This talk will focus on lessons learned during the project, both technical and about the process of learning - the expected and unexpected outcomes and how the involvement of community impacts practice.
- Intro (5 min)
- Who am I?
- Why this project?
- Show the website
- Lessons learned (18 min)
- Technical lessons learned
- numpy/matplotlib tricks or tips
- any new statistical algorithms developed for numpy
- Lessons learned about learning
- Was this process good for learning something new? Why/ why not?

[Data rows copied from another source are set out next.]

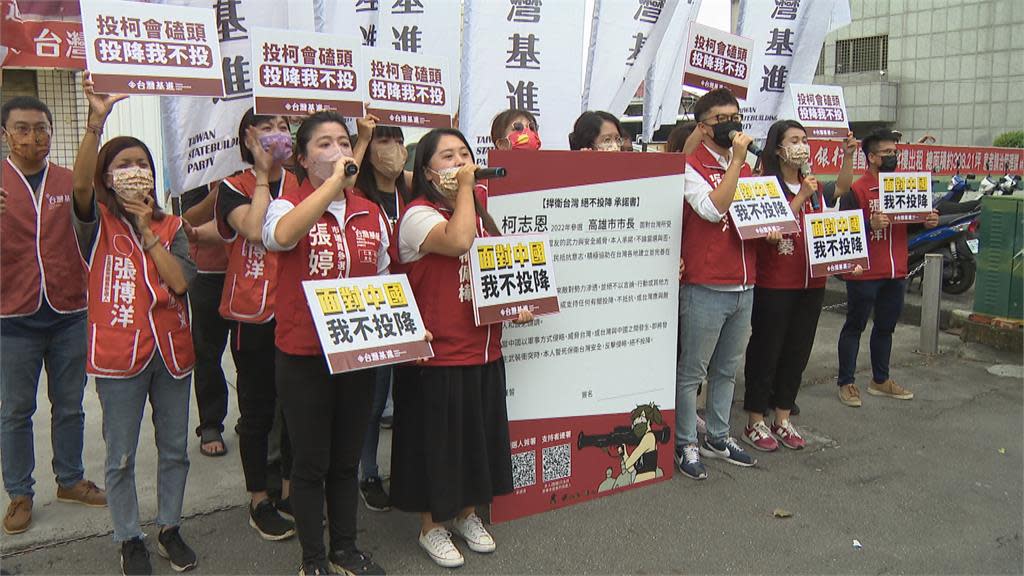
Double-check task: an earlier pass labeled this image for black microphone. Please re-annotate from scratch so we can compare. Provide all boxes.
[729,130,761,156]
[473,168,508,180]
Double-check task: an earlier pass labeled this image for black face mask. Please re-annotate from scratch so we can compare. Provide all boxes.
[712,122,743,148]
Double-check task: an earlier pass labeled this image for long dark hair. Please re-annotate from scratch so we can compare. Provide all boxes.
[569,110,623,150]
[292,111,352,182]
[355,126,413,207]
[755,120,807,192]
[92,136,164,224]
[413,128,501,236]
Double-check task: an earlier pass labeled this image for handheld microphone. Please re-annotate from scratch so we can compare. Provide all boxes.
[473,168,508,180]
[729,130,761,156]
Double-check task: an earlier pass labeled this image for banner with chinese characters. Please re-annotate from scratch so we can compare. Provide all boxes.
[459,0,586,165]
[804,210,870,278]
[737,0,850,138]
[359,48,454,128]
[487,146,685,522]
[302,274,434,374]
[729,176,800,240]
[682,22,754,99]
[156,0,313,195]
[879,172,932,223]
[469,234,558,326]
[250,27,367,117]
[784,84,850,138]
[82,0,224,96]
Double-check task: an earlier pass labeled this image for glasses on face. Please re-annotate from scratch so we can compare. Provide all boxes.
[702,114,743,124]
[4,124,53,138]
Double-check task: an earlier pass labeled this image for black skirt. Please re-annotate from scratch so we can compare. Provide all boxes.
[391,360,512,522]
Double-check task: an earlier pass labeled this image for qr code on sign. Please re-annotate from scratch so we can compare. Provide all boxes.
[512,450,537,490]
[542,444,572,482]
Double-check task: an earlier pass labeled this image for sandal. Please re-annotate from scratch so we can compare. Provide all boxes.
[199,428,227,458]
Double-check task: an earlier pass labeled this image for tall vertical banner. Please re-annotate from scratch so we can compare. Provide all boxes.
[738,0,850,138]
[459,0,586,165]
[488,151,685,522]
[160,0,313,195]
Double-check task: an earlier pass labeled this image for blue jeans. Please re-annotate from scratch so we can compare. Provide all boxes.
[359,366,394,480]
[676,284,754,447]
[96,353,191,542]
[0,314,86,498]
[837,279,906,386]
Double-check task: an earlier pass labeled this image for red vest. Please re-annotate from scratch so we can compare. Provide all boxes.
[682,145,758,285]
[392,187,502,366]
[86,204,196,378]
[0,158,88,318]
[272,179,382,356]
[843,170,906,282]
[214,170,299,324]
[757,182,828,290]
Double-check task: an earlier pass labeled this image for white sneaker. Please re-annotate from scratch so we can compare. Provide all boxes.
[420,528,466,568]
[452,513,497,553]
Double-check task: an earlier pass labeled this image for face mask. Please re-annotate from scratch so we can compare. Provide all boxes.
[111,166,154,200]
[430,166,461,198]
[373,143,409,178]
[779,142,811,168]
[259,132,292,162]
[712,122,743,148]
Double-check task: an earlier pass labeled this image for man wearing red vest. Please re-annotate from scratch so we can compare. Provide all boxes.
[0,96,106,534]
[838,129,939,408]
[676,88,757,480]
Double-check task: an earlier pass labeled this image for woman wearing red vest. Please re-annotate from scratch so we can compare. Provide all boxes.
[391,128,532,568]
[73,73,196,574]
[262,112,390,574]
[742,120,857,452]
[214,109,299,540]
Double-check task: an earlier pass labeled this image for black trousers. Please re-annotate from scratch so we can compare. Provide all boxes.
[188,274,229,436]
[231,320,292,492]
[743,286,825,413]
[276,349,376,562]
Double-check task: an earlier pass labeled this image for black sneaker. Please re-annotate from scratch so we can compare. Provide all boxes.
[121,538,153,576]
[157,526,196,572]
[249,498,295,541]
[359,476,391,512]
[327,548,385,576]
[299,560,335,576]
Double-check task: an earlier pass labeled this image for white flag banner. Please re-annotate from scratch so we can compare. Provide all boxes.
[459,0,586,165]
[160,0,313,196]
[737,0,850,138]
[316,0,380,46]
[583,0,685,114]
[377,0,462,110]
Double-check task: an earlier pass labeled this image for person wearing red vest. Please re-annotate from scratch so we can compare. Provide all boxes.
[676,88,757,480]
[391,128,532,568]
[215,109,299,540]
[73,72,196,574]
[837,129,939,408]
[0,96,106,534]
[742,120,857,452]
[262,112,390,574]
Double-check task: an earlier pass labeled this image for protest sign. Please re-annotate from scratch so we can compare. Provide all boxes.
[82,0,224,96]
[469,234,558,326]
[302,275,434,374]
[251,27,366,117]
[729,176,800,240]
[804,210,870,278]
[879,172,932,223]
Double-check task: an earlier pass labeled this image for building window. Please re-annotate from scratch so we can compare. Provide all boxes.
[835,36,889,74]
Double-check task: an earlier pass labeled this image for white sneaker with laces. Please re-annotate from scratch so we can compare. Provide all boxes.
[452,513,497,553]
[420,528,466,568]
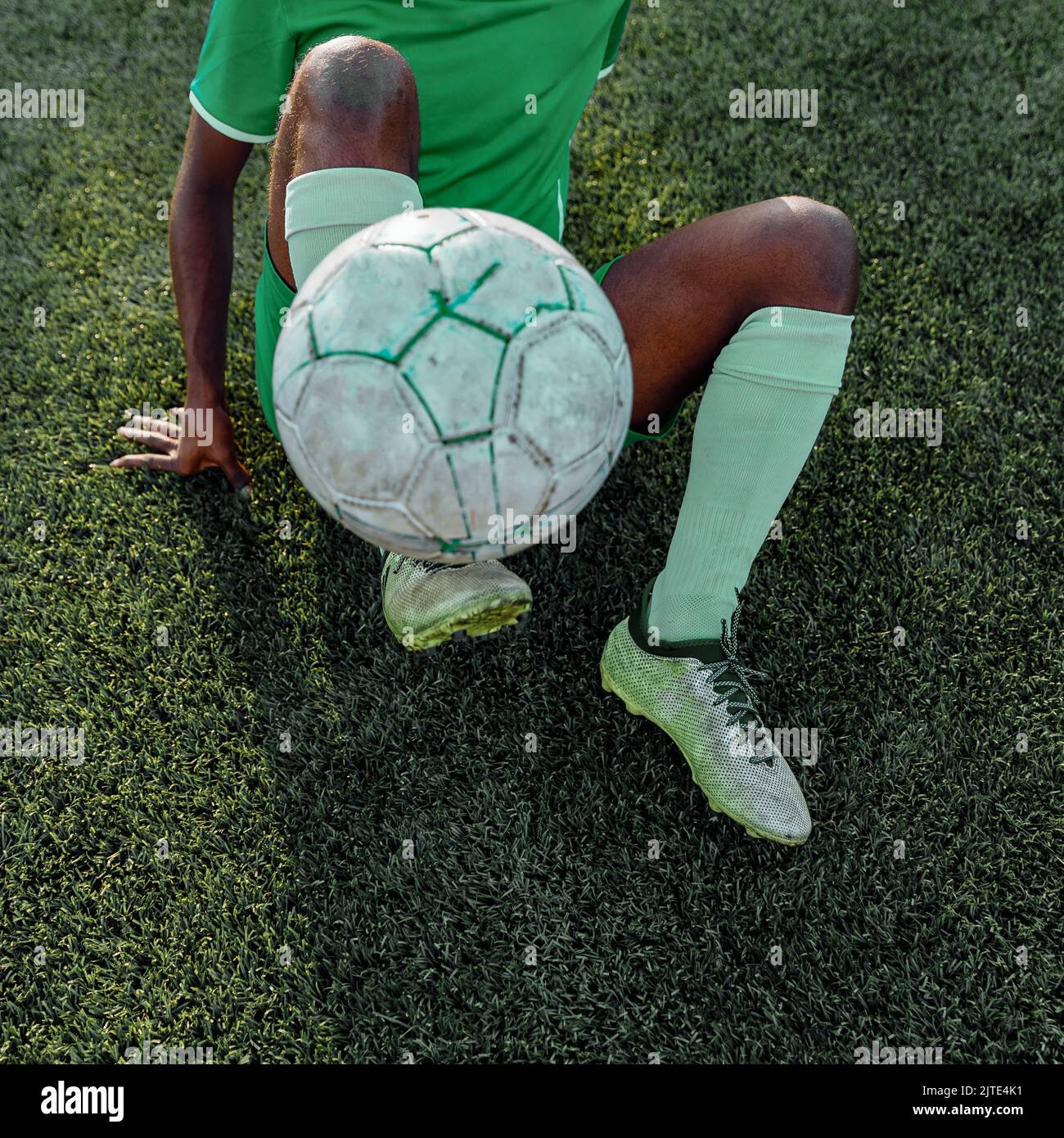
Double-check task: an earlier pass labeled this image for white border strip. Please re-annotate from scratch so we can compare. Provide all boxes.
[189,91,277,142]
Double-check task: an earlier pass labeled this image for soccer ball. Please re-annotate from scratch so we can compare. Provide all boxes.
[273,208,632,563]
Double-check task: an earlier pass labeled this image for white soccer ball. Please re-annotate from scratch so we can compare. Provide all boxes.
[273,210,632,562]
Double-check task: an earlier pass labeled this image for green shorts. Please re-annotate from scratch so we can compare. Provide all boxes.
[255,227,679,446]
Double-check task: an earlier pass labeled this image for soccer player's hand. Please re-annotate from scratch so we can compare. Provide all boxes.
[110,406,251,490]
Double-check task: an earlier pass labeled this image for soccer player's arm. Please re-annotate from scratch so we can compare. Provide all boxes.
[113,0,295,490]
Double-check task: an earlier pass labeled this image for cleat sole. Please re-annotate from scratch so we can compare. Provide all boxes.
[598,662,805,846]
[399,598,531,652]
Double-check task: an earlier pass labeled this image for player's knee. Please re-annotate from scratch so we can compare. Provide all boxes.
[291,35,417,126]
[778,196,860,313]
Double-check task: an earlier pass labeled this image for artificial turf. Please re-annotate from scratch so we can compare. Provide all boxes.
[0,0,1064,1063]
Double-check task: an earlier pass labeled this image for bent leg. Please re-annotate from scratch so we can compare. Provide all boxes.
[268,35,421,288]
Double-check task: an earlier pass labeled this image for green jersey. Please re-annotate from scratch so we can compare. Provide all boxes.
[190,0,630,239]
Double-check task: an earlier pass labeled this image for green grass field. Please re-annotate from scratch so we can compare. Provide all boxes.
[0,0,1064,1063]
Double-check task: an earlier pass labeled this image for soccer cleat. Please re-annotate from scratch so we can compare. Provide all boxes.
[598,587,813,846]
[380,553,531,651]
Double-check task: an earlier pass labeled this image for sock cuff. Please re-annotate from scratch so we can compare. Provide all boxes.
[285,166,423,240]
[714,305,854,394]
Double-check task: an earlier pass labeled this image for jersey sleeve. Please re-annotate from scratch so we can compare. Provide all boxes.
[189,0,295,142]
[598,0,632,79]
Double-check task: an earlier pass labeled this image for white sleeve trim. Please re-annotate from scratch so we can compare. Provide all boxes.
[189,91,277,142]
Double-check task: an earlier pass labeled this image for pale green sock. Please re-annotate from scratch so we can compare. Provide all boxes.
[285,166,422,289]
[647,307,854,642]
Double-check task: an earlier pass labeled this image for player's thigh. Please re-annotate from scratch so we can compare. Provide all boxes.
[603,196,859,430]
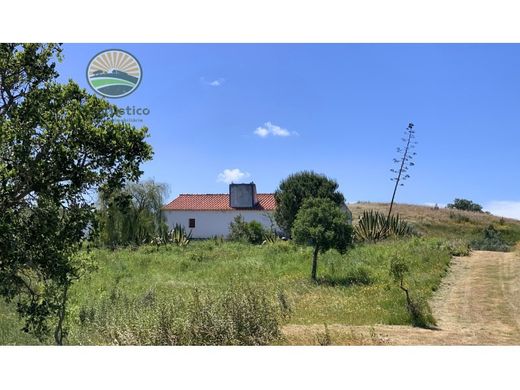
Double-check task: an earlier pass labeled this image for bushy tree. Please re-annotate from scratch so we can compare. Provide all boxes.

- Deliberate practice has been shown to be the most effective way to get good at something. It involves working at something and getting feedback. Was this approach good for that?
- Social aspects
- Response to the project
- Social pressures and accountability - does saying you'll do something publicly make you more likely to do it
- Concluding remarks (2 min)
- Would I do something like this again? Would I recommend it?
- Questions (5 min)
- I'm just starting this project, inspired by both a recent Hacker News post on Jennifer Dewalt's 180 web sites in 180 days and the opportunity to present at PyCon. As such, at review time, I'll only be beginning the journey. Success for me for this project would be following through on the 100 plots in 100 (week)days, learning the fundamentals of numpy and matplotlib and making some neat and useful plots along the way. I'll share all the code for the statistics and each plot on the website, however ugly it may be. This could fail too. I could not be able to get beyond variations on a y=x plot and write terrible code. This talk will document both the success and the failures, as I hope I and others can learn from both. I do understand the risk of accepting a talk like this where I can't yet tell you what the lessons learned will be.
- This would be my first time speaking at PyCon. I've spoken at many scientific conferences, been selected as an Everhart Lecturer at Caltech and received "Best Presentation" award at conferences. I've also been an instructor for five Software Carpentry bootcamps, including one for Women in Science and Engineering.